Album: Paraorchestra with Brett Anderson and Charles Hazlewood - Death Songbook | reviews, news & interviews
Album: Paraorchestra with Brett Anderson and Charles Hazlewood - Death Songbook
Album: Paraorchestra with Brett Anderson and Charles Hazlewood - Death Songbook
An uneven voyage into darkness

Death Songbook is, says Charles Hazlewood, founder, artistic director and conductor of Paraorchestra, an album of “music which is about death, or the death of love, about loss, about anxiety.” Suede’s Brett Anderson, on board for this endeavour, notes “I've always found dark material more inspiring than upbeat songs. Upbeat songs always make me depressed somehow. I've always liked those songs that deal with the murkier sides of life.”

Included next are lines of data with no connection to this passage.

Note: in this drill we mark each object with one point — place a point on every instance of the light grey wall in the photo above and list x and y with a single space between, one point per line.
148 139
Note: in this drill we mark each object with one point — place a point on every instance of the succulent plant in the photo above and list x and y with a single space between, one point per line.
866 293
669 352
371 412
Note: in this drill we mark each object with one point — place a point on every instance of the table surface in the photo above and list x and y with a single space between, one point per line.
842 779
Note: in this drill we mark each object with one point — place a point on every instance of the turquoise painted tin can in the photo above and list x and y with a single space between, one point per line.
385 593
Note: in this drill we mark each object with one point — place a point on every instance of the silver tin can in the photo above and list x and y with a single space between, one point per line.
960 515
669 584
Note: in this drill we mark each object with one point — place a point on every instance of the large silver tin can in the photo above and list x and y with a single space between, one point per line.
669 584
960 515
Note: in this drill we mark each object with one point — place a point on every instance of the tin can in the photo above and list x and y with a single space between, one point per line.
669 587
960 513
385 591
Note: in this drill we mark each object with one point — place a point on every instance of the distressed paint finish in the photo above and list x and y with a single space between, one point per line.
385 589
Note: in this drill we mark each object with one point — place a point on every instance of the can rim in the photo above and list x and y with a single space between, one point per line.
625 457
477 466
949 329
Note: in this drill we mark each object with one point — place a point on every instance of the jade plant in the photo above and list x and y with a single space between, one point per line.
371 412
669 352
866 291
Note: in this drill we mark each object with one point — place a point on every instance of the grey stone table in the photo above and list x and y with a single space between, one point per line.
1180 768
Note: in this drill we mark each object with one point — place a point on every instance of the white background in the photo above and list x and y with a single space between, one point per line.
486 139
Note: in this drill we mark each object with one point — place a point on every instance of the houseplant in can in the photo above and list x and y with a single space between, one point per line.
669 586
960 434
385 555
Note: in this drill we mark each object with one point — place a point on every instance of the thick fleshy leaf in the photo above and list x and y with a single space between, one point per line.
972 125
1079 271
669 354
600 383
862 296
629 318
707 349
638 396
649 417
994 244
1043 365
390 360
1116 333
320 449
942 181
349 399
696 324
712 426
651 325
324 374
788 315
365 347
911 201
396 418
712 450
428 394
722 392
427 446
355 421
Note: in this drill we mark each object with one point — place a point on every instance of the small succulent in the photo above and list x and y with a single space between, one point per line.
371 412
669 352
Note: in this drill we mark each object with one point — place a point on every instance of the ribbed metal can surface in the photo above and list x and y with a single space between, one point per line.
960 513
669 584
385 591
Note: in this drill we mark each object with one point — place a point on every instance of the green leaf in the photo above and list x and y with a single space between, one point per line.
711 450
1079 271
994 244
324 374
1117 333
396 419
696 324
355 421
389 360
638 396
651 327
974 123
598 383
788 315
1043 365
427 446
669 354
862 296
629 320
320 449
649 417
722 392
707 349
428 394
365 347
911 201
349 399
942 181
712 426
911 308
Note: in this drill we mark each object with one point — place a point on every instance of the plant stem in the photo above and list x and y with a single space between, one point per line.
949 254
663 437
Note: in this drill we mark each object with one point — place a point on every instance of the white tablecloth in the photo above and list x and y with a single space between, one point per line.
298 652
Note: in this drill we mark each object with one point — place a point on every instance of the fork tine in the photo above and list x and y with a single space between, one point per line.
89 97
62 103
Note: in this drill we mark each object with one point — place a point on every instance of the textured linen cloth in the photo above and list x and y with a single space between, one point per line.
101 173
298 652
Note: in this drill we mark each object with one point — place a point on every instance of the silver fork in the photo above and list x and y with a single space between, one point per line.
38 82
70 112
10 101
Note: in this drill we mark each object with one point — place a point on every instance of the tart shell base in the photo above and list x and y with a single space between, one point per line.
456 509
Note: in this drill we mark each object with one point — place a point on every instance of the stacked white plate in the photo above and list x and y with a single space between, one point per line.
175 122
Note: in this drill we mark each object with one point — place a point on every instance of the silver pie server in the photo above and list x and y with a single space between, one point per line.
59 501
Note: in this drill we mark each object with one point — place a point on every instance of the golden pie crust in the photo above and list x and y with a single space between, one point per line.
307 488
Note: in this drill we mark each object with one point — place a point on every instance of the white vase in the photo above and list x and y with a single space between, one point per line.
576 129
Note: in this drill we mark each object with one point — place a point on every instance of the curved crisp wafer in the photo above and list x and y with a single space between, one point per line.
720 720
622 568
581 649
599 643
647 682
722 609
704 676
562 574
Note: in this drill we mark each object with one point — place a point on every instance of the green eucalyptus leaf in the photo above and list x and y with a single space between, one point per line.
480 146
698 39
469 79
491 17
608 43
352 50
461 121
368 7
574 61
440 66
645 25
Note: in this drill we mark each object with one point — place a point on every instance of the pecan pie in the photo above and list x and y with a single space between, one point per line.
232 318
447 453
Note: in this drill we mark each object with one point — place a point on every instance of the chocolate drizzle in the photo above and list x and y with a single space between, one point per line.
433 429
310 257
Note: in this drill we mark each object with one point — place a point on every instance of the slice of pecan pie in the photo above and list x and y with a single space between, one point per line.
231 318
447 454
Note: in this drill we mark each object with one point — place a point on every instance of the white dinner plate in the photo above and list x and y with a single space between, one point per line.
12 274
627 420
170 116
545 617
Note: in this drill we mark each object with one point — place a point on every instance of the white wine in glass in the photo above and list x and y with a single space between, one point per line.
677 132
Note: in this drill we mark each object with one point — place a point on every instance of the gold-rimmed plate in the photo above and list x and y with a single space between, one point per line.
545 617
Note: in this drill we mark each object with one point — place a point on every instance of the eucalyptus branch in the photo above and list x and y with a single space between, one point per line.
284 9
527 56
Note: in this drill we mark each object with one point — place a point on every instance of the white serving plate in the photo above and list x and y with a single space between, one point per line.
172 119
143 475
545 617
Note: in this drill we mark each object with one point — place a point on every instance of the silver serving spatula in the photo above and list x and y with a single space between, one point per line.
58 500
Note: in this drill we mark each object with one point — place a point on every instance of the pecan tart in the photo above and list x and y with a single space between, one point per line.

The resultant 12-track album also features Nadine Shah (on two tracks) and Gwenno (on one track). Sebastian Rochford and Adrian Utley are in there too. The songs chosen to represent this voyage into darkness range from Echo & The Bunnymen’s “The Killing Moon” and Black’s “Wonderful Life” to Skeeter Davis’s country classic “The End of the World” and the Jacques Brel via Scott Walker and David Bowie chestnut “My Death.” Also covered are Depeche Mode’s “Enjoy the Silence” and Mercury Rev’s “Holes.” Anderson’s own catalogue offers five songs, which has the odd effect of inserting him and Suede into the pantheon embodied by what else has been gathered.
Overall, Death Songbook doesn’t hang together as an album; it is not a unified listen. Most tracks were recorded at Cardiff’s Donald Gordon Theatre without an audience, and feel like studio recordings. “She Still Leads me on,” “Enjoy the Silence” and closer “Brutal Lover” were recorded there subsequently, at a show with an audience. With these, the applause and snatches of stage chat break the listening flow.
Further destabilisation comes with “He's Dead” and “She Still Leads me on,” where electric guitar is to the fore. Each is quite rocky, so comes across as Suede with additional orchestration. Otherwise, what’s heard is along the torch-song/Scott Walker lines. The best track is a version of Japan’s “Nightporter,” where the original recording’s skeletal nature makes it more ripe for reinterpretation than most of the other songs. Chalk this up as artistically laudable, but not as coherent as it could be.